Бьянка Крочиато, увидев поверженного Пьетро, в ужасе обернулась на Энрико.

   -Это ты... Это твой удар, - взвизгнула она и в ужасе отступила - лицо Энрико было страшно искаженным.

  Крочиато наотмашь ударил сестрицу по лицу.

   - Что, сестренка, добилась своего? - злобно прошипел он, - не хотела видеть ни истинного достоинства, ни преданности, ни чистоты души, ни благородства, - но учить других - о, да! Сколько сведений вытащил из тебя этот подонок? Это ты сказала ему, что братья будут только на службе? Ты! Если бы не ты - Челестино был бы жив! Можешь забрать эту падаль, и оплакать, а потом тебе лучше всего исчезнуть... Может, примешь монашество? Правда, Господь не принимает горделивых... Едва не поссорила меня с лучшим другом, не разглядела подлеца у себя под носом, отвергла человека высокого благородства и предпочла ему изменника! Дура!

   Бьянка сжалась и, затравленно взглянув на брата, убежала.

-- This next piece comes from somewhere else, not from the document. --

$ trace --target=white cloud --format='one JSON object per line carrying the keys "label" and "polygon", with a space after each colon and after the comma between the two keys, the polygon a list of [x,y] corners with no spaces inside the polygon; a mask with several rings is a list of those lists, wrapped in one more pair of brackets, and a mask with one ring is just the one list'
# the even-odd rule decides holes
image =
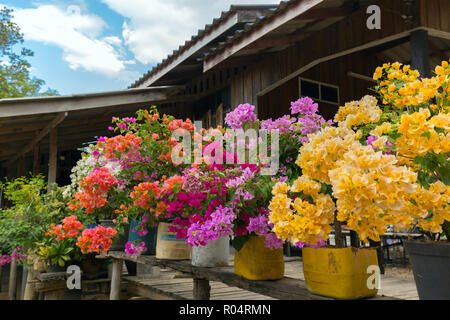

   Амадео был готов убить себя за глупость и на мгновение пожалел, что его не прикончил Сордиано, потом неожиданно спросил у Энрико, правда ли, что это он метнул кинжал в Пьетро? Крочиато заторможено, но отчетливо кивнул.

   -Зачем?

  Крочиато поднял на Амадео отсутствующие глаза и тут взгляд его прояснился.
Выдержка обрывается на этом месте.